Doris Bojic (links) erhielt den Integrationspreis 2019. Hier betreut sie den Stand des Ordnungsamtes mit dem Kollegen Alexander Kunstmann beim Münsterlandfest.
  • Doris Bojic (links) erhielt den Integrationspreis 2019. Hier betreut sie den Stand des Ordnungsamtes mit dem Kollegen Alexander Kunstmann beim Münsterlandfest.
  • Foto: Bezirksamt Lichtenberg
  • hochgeladen von Luise Giggel

Das Bezirksamt Lichtenberg hat zur Feierstunde des Tages der Deutschen Einheit am 1. Oktober den Integrationspreis verliehen. In diesem Jahr wurde Doris Bojic, Mitarbeiterin des Ordnungsamtes, für ihr außergewöhnliches Engagement für nachbarschaftliches Miteinander gewürdigt.

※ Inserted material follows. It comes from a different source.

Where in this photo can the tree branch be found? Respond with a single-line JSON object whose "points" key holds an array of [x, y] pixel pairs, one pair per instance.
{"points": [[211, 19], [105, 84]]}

Den Integrationspreis vergibt der Bezirk Lichtenberg zum sechsten Mal. Jährlich wird damit seit 2014 besonderes integratives Engagement in verschiedenen Bereichen ausgezeichnet: Nach Bildung, Wirtschaft, Kultur, Sport und Frauen wurde in diesem Jahr nach Verwaltungsmitarbeitern gesucht, die den Integrationspreis verdient haben. Vorschläge konnten bis Ende August bei der Integrationsbeauftragten eingereicht werden.

Laut Jury hatte sich im Entscheidungsprozess eine Kandidatin von Anfang an als klare Favoritin herauskristallisiert: Doris Bojic, die im Ordnungsamt vielfältige Aufgaben übernimmt. Sie begleitet Kiezspaziergänge, tritt auf Bürgerversammlungen auf und bearbeitet Bürgeranliegen. Dabei habe sie immer das Miteinander und den Ausgleich von Bedürfnissen der Menschen unterschiedlicher Herkunft und Kultur im Blick, heißt es in der Begründung der Jury. Sie habe außerdem eine besondere Sensibilität für Zugewanderte aus Südosteuropa entwickelt, die unter prekären Verhältnissen wohnen und arbeiten müssen.

Für vielfältigen Bezirk sensibilisiert

Vor dem Hintergrund eines wachsenden Bezirkes wie Lichtenberg brauche es in der Verwaltung Mitarbeiter, die sich den gestiegenen Anforderungen stellen, um eine moderne und für Diversität sensibilisierte Verwaltung aufzubauen. Bereits 2018 wurde eine Befragung der Mitarbeiter in der Verwaltung durchgeführt, um zu ermitteln, welche Maßnahmen dafür nötig sind. Dabei wurden besonders häufig vielfältigere interkulturelle Kompetenzen und Verständnis im Umgang mit den Interessen von Migranten gefordert.

Bürgermeister Michael Grunst (Die Linke) bedankt sich bei Doris Bojic für ihre Arbeit im Bezirksamt, „selbstlos und oft über die nötigsten Anforderungen hinaus“. Sie werde von Kolleginnen und Kollegen geschätzt und habe das Herz am richtigen Fleck. Somit erfülle sie alle Kriterien, um für andere als Vorbild und als würdige Gewinnerin des Integrationspreises eines vielfältiger werdenden Bezirkes zu gelten.

Die Verleihung des Preises fand während der Feierstunde des Tages der deutschen Einheit statt, die am 1. Oktober im Kulturhaus Karlshorst gehalten wurde. Nicht nur der Einheitsgedanke dieses Anlasses bot einen passenden Rahmen: Es wurden an diesem Tag auch mehrere Personen eingebürgert.